Electronic – ATtiny45 pin change interrupt PB5

attinyavrgpioinputinterrupts

On the ATTiny45 data sheets it states that PB5 can be used as a digital IO pin and I want to use it to trigger a pin change interrupt, my only issue is that it is also the reset pin and the moment I connect it to ground to try and trigger an interrupt it resets the ATTiny. Is it possible to use this pin for interrupts and if so how?

Best Answer

Until I checked the ATtiny45 datasheet today I was convinced that you can't program the AVR after programming RSTDSBL in Fuse High Byte. But then I stumbled over this note under Table 6-7 Start-up Times for Internal Calibrated RC Oscillator Clock"

Note: 1. If the RSTDISBL fuse is programmed, this start-up time will be increased to 14CK + 4 ms to ensure programming mode can be entered.

Now it doesn't mention what programming mode is refered to, either High Voltage or SPI. So if your programmer supports it, you may be able to enter the programming mode within 4ms after power up, instead of using the "\$\overline{\text{RESET}}\$-line protocol" (don't know the proper name for it). You should even be able to verify this without programming the RSTDISBL fuse, and just by programming Start Up Times (SUT[1:0] in Fuse Low Byte) for the internal RC osscillator.

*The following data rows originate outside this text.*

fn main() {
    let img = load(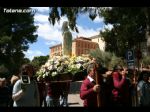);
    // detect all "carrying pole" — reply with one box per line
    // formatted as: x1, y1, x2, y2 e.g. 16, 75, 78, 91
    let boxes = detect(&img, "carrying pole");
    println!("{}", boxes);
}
94, 63, 101, 107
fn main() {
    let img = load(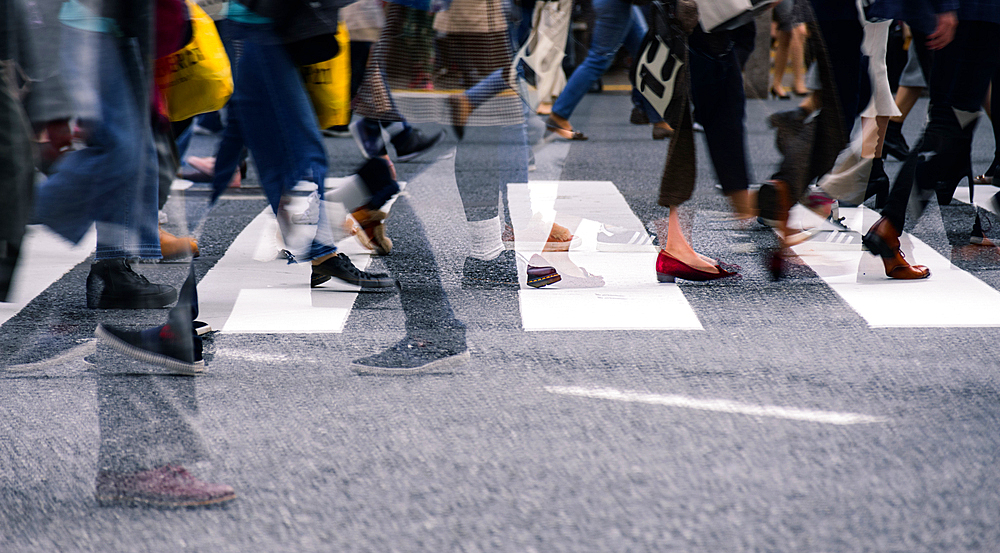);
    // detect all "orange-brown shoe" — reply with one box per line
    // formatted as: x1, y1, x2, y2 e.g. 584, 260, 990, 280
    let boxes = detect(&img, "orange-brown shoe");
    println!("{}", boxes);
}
862, 217, 929, 279
160, 228, 199, 260
351, 208, 392, 255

Chapter 20 on page 147 and onwards explains various modes for programming of the devices, but fails to mention the RSTDISBL fuse. Seems you need trial-and-error to be 100% sure ...

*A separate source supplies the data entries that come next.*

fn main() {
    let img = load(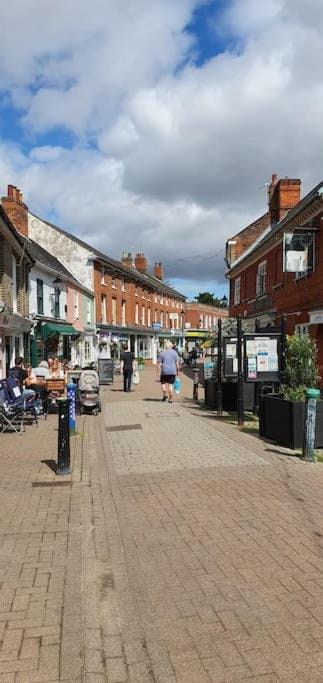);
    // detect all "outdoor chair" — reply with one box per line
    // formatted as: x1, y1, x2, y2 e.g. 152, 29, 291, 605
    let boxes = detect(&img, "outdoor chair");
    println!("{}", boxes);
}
0, 383, 25, 435
1, 378, 39, 428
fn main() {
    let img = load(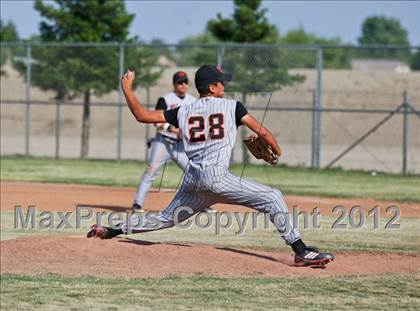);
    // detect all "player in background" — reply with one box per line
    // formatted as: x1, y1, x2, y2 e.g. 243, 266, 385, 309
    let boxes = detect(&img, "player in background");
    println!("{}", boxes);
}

I personally use Arduino to ISP program AVR's and I suppose one should be able to hack the ArduinoISP sketch to power up the AVR and start the programming handshake within 4ms after that. But I never tried it myself.

Of course you could reset the fuses for your controller using a high voltage programmer like the AVR Dragon. (Dragon apparently isn't able to power cycle the target device, so Dragon won't support programming without utilizing the \$\overline{\text{RESET}}\$-line). On the other hand, Dragon does support HV programming, which solves your problem either way.

Or you could improvise an HV-programmer to reset the default fuses.